The invention relates to the field of ceramics, in particular to a graphene ceramic material and a preparation method thereof.

Background

Nowadays, more and more people will be with regard to the health preserving, and pay close attention to diet especially, ancient people's cloud, the disease is gone into from the mouth, and the importance of visible diet to health, and a good pan is especially important to with culinary art food, in ancient times of china, just boil the stewed food with earthenware pot, ceramic container such as pottery a kind of a pot, the food of cooking with this kind of pan can keep former taste, and nutritive value is difficult for losing, and has passed several thousand years's verification, has received many people's favor.

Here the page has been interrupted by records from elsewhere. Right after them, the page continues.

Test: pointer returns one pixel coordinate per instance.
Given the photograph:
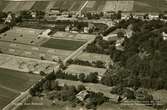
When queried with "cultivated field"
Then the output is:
(23, 36)
(26, 64)
(12, 83)
(33, 52)
(73, 36)
(46, 104)
(78, 69)
(63, 44)
(93, 5)
(40, 5)
(94, 57)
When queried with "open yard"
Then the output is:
(63, 44)
(12, 83)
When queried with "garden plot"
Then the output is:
(50, 5)
(110, 6)
(77, 5)
(24, 35)
(94, 57)
(12, 83)
(90, 86)
(89, 6)
(27, 5)
(33, 52)
(73, 36)
(26, 64)
(95, 5)
(40, 5)
(67, 4)
(78, 69)
(11, 6)
(149, 5)
(62, 44)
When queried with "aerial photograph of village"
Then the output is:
(83, 54)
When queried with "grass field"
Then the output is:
(93, 5)
(40, 5)
(63, 44)
(12, 83)
(78, 69)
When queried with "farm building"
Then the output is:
(3, 28)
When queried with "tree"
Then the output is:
(80, 88)
(92, 77)
(82, 77)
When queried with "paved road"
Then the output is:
(25, 95)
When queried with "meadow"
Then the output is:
(12, 83)
(62, 44)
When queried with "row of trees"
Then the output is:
(66, 93)
(143, 62)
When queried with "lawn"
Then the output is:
(63, 44)
(12, 83)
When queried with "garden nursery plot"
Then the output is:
(63, 44)
(24, 36)
(78, 69)
(12, 83)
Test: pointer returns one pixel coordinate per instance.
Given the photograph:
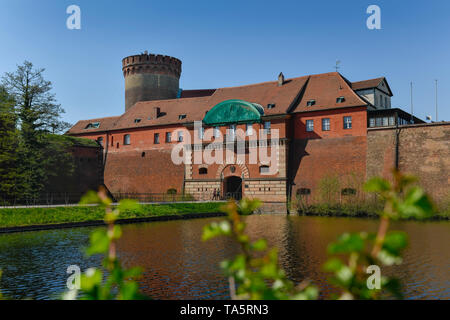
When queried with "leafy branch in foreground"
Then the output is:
(255, 270)
(120, 283)
(402, 201)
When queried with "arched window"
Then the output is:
(126, 139)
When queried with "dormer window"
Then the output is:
(310, 103)
(340, 100)
(93, 125)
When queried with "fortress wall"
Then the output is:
(424, 151)
(313, 161)
(131, 172)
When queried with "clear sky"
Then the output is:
(229, 43)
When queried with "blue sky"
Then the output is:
(229, 43)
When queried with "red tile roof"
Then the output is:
(292, 96)
(106, 124)
(371, 83)
(325, 88)
(196, 93)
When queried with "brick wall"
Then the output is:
(424, 151)
(143, 171)
(314, 160)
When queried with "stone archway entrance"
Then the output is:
(233, 188)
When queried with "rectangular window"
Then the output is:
(232, 130)
(347, 122)
(326, 124)
(310, 103)
(249, 129)
(391, 121)
(309, 125)
(126, 139)
(267, 127)
(378, 122)
(264, 169)
(201, 133)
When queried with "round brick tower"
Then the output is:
(150, 77)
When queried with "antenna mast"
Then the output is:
(412, 110)
(436, 100)
(338, 62)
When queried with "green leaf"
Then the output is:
(377, 184)
(333, 265)
(259, 245)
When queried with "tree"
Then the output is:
(37, 115)
(35, 104)
(8, 146)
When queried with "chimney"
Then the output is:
(156, 111)
(280, 79)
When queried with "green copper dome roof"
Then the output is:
(233, 111)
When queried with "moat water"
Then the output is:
(178, 265)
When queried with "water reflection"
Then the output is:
(178, 265)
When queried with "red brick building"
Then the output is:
(322, 122)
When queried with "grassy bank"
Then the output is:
(356, 210)
(41, 216)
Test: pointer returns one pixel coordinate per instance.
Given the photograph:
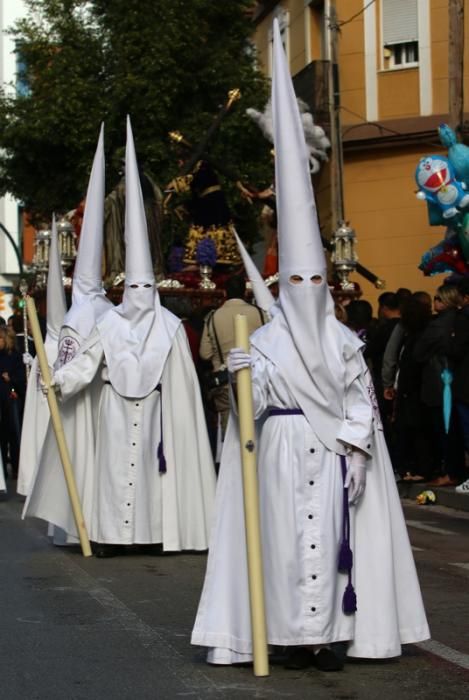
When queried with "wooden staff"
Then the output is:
(58, 429)
(251, 505)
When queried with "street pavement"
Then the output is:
(118, 629)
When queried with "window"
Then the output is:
(317, 34)
(400, 33)
(22, 84)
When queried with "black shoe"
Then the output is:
(326, 660)
(104, 551)
(299, 659)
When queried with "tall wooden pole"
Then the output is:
(251, 505)
(58, 429)
(337, 161)
(455, 64)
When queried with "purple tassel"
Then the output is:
(345, 557)
(161, 459)
(160, 450)
(349, 601)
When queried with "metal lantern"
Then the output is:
(67, 242)
(344, 256)
(40, 262)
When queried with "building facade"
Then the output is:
(392, 71)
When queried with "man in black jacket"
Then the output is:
(459, 354)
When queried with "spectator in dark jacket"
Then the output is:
(414, 454)
(432, 350)
(12, 392)
(378, 337)
(459, 355)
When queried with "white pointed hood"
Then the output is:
(89, 302)
(136, 335)
(262, 294)
(304, 340)
(56, 305)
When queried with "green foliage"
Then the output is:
(167, 63)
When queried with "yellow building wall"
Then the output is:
(379, 187)
(391, 224)
(351, 53)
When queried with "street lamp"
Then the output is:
(344, 256)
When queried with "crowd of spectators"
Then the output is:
(418, 353)
(12, 389)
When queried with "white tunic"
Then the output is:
(128, 500)
(301, 496)
(47, 490)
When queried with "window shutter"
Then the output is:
(400, 23)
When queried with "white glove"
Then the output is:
(238, 359)
(27, 359)
(45, 389)
(355, 478)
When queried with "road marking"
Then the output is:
(462, 565)
(429, 528)
(444, 652)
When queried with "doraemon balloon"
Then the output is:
(437, 184)
(458, 153)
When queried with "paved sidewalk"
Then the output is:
(445, 495)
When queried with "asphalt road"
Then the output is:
(118, 629)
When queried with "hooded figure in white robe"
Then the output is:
(154, 479)
(36, 410)
(262, 294)
(48, 498)
(334, 571)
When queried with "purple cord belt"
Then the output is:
(285, 412)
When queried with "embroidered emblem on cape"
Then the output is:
(374, 403)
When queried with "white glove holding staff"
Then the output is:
(355, 478)
(28, 359)
(238, 359)
(45, 389)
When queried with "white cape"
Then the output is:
(188, 487)
(390, 609)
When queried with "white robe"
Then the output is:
(79, 416)
(303, 588)
(125, 499)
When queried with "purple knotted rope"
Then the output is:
(349, 600)
(160, 448)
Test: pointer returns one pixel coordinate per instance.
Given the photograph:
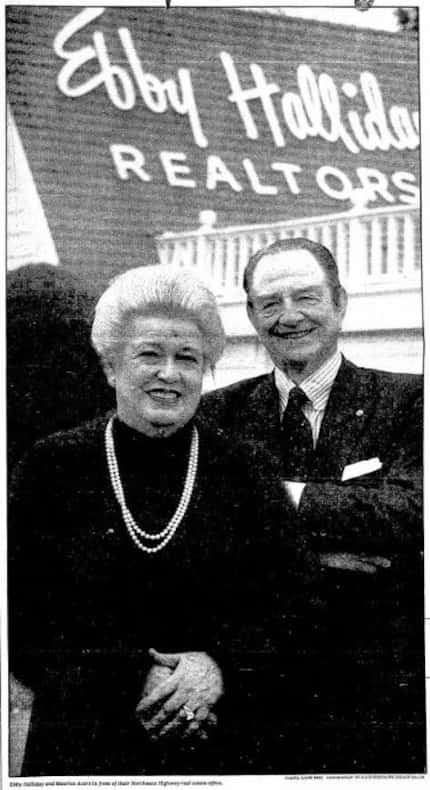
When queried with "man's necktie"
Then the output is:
(297, 441)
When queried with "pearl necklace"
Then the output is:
(135, 532)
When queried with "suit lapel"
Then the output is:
(260, 416)
(348, 409)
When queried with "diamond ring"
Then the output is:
(189, 714)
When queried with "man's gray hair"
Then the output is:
(157, 290)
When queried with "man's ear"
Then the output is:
(342, 302)
(250, 311)
(109, 371)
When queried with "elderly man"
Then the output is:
(349, 445)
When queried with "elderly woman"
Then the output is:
(146, 558)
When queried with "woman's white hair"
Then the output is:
(166, 290)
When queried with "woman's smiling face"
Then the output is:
(158, 373)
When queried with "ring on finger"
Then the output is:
(188, 713)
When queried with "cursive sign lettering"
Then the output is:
(157, 96)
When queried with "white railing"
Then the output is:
(375, 248)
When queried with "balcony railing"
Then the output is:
(376, 249)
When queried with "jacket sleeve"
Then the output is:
(378, 512)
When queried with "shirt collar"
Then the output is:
(316, 386)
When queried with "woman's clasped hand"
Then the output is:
(179, 695)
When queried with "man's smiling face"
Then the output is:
(291, 307)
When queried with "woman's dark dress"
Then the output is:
(86, 604)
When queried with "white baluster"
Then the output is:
(217, 266)
(244, 255)
(230, 261)
(409, 246)
(342, 249)
(393, 240)
(376, 251)
(327, 238)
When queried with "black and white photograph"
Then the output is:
(214, 394)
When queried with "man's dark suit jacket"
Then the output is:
(364, 708)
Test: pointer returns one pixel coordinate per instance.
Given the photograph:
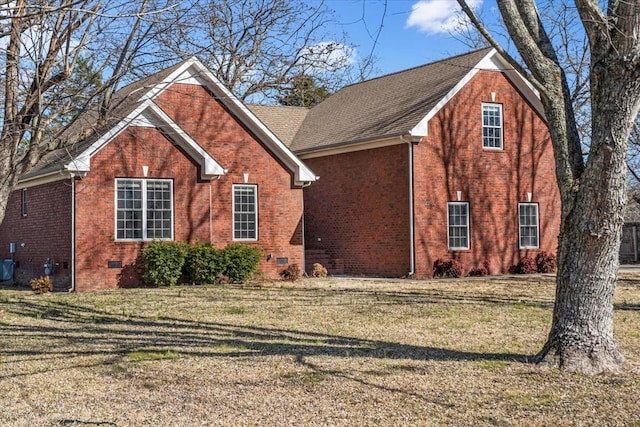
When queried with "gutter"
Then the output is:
(73, 234)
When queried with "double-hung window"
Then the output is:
(245, 212)
(458, 225)
(144, 209)
(528, 225)
(492, 126)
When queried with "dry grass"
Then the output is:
(317, 352)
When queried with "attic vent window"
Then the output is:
(492, 126)
(144, 209)
(245, 212)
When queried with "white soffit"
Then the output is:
(150, 115)
(491, 62)
(194, 72)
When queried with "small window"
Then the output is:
(144, 209)
(24, 202)
(492, 126)
(245, 212)
(458, 225)
(528, 224)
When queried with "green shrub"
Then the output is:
(447, 268)
(204, 264)
(546, 262)
(483, 270)
(41, 285)
(240, 262)
(526, 265)
(163, 262)
(318, 270)
(292, 273)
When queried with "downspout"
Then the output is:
(412, 261)
(304, 243)
(72, 288)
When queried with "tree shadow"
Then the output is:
(76, 330)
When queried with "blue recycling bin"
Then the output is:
(7, 270)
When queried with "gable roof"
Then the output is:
(284, 121)
(398, 104)
(133, 105)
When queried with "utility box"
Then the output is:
(7, 270)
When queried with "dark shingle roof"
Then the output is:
(284, 121)
(86, 129)
(386, 106)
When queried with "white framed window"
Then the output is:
(528, 225)
(492, 126)
(24, 202)
(245, 212)
(458, 225)
(144, 209)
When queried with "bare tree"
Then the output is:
(57, 59)
(257, 47)
(592, 191)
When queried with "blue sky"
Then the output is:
(412, 32)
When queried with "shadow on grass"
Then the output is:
(73, 330)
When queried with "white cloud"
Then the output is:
(439, 16)
(328, 56)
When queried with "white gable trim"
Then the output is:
(194, 72)
(150, 115)
(491, 62)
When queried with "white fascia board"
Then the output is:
(491, 62)
(82, 162)
(352, 147)
(210, 167)
(194, 72)
(523, 85)
(43, 179)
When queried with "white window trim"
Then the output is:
(144, 210)
(537, 226)
(452, 248)
(233, 212)
(493, 104)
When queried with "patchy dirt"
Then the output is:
(313, 352)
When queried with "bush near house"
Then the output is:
(163, 262)
(240, 262)
(204, 264)
(166, 262)
(319, 270)
(41, 285)
(526, 265)
(483, 270)
(546, 262)
(291, 273)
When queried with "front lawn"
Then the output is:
(313, 352)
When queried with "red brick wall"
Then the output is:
(359, 210)
(204, 119)
(452, 159)
(44, 233)
(237, 150)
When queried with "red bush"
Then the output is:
(483, 270)
(527, 265)
(546, 262)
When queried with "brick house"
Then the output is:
(179, 159)
(448, 160)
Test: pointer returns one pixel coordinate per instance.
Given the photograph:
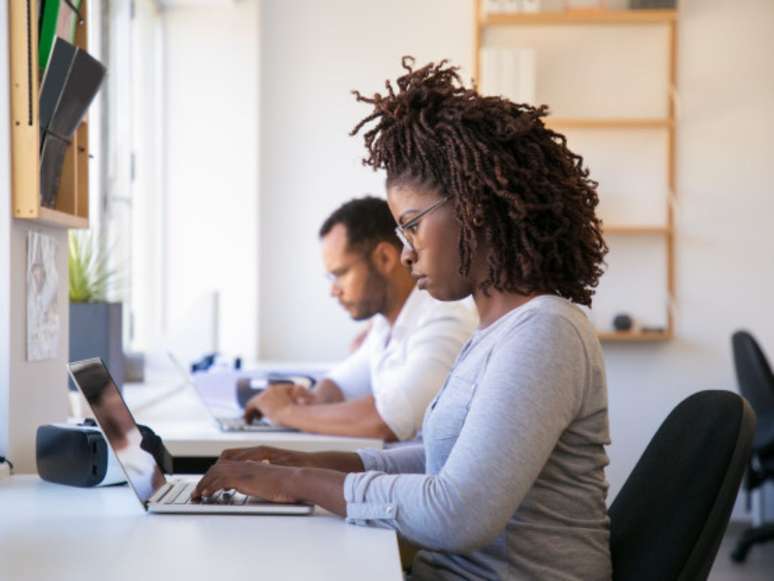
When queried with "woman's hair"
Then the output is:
(511, 179)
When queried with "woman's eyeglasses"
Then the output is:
(406, 232)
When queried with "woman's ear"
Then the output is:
(385, 257)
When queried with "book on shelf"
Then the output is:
(70, 83)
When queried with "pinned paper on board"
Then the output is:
(43, 324)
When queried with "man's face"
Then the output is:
(359, 288)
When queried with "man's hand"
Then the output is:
(302, 395)
(250, 478)
(272, 403)
(267, 454)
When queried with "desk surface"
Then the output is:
(187, 429)
(49, 531)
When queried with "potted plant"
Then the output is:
(96, 328)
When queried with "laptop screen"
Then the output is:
(117, 423)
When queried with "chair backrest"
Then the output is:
(756, 381)
(668, 520)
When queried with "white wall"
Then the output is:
(31, 394)
(313, 53)
(211, 148)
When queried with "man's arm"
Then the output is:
(349, 418)
(326, 391)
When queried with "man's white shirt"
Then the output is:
(404, 366)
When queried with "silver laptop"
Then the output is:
(155, 492)
(228, 418)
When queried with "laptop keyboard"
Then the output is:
(238, 424)
(181, 492)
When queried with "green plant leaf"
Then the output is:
(91, 279)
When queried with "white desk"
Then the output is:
(186, 428)
(49, 531)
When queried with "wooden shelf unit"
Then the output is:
(72, 201)
(668, 124)
(614, 17)
(608, 123)
(634, 336)
(627, 230)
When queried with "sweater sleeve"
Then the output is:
(403, 460)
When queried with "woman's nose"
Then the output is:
(408, 257)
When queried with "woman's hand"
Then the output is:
(272, 483)
(269, 455)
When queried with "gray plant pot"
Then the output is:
(96, 331)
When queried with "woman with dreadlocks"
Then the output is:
(508, 481)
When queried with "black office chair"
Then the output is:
(756, 382)
(669, 518)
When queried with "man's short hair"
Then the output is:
(368, 221)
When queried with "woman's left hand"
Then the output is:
(269, 482)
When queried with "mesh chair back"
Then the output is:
(756, 381)
(669, 518)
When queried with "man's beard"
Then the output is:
(375, 301)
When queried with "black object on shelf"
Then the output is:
(622, 323)
(71, 81)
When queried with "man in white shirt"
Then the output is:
(382, 389)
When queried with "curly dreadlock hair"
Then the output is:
(511, 179)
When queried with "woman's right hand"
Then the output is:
(340, 461)
(270, 455)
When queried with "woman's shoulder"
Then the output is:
(551, 318)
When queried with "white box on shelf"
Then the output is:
(509, 72)
(530, 5)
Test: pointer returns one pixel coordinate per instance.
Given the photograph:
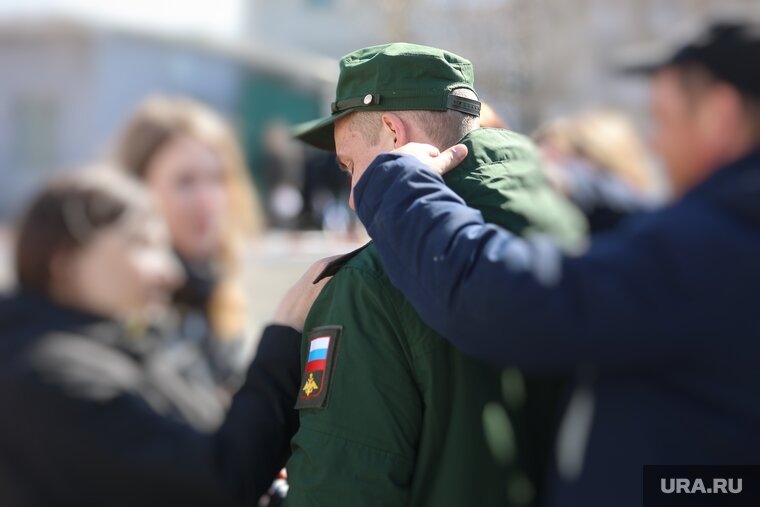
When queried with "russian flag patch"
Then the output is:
(323, 342)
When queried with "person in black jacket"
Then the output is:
(659, 318)
(91, 414)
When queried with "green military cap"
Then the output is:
(394, 77)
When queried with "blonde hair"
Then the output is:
(607, 138)
(160, 120)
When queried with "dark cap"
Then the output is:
(729, 50)
(394, 77)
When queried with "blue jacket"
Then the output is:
(661, 316)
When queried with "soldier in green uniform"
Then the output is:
(390, 413)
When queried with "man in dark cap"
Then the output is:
(661, 316)
(390, 413)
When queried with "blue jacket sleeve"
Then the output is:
(509, 300)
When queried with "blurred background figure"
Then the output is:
(97, 410)
(190, 160)
(597, 159)
(284, 176)
(489, 118)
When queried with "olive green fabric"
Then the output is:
(519, 198)
(408, 419)
(391, 77)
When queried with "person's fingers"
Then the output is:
(449, 158)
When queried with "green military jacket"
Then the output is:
(390, 413)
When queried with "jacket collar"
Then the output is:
(735, 187)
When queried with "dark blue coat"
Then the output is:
(662, 316)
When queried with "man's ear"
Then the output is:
(395, 129)
(722, 116)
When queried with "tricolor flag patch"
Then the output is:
(323, 342)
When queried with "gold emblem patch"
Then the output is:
(310, 386)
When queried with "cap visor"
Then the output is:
(320, 132)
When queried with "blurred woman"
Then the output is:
(191, 161)
(597, 159)
(93, 414)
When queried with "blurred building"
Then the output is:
(534, 59)
(68, 85)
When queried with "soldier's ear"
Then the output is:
(395, 129)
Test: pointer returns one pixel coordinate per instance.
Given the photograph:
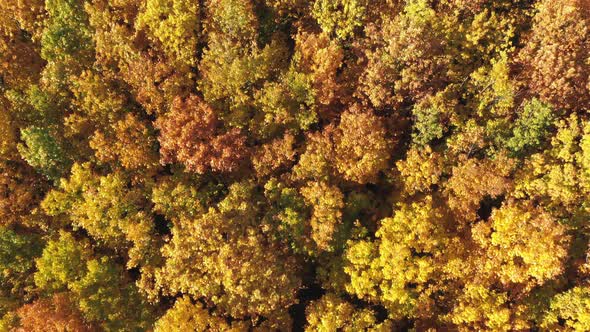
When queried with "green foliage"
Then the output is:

However, various ceramic heat-resistant cookers are filled in the market at present, the quality is uniform, the product performance gap is obvious, a common problem is that thermal cracking occurs, so that users suffer from economic loss and even personal injury accidents, the main problem of the situation is the ceramic material, and the expansion coefficient, the water absorption rate, the thermal expansion coefficient and the like among the materials play a vital role in the thermal stability of the ceramic material. .

Disclosure of Invention

Aiming at the defects in the technology, the invention provides a novel graphene ceramic material and a preparation method thereof, spodumene is added, the stable and heat-resistant characteristics of the spodumene are utilized, the defect that the traditional casserole is easy to crack due to interference is overcome, meanwhile, petalite is added for assistance in order to reduce the production cost and control the thermal expansion coefficient, so that the aim of heating to 600 ℃ and then putting the heated casserole into water of 20 ℃ for cooling without cracking is achieved, the graphene material is also creatively added, the mechanical strength of the whole material is increased, and the quality is reduced.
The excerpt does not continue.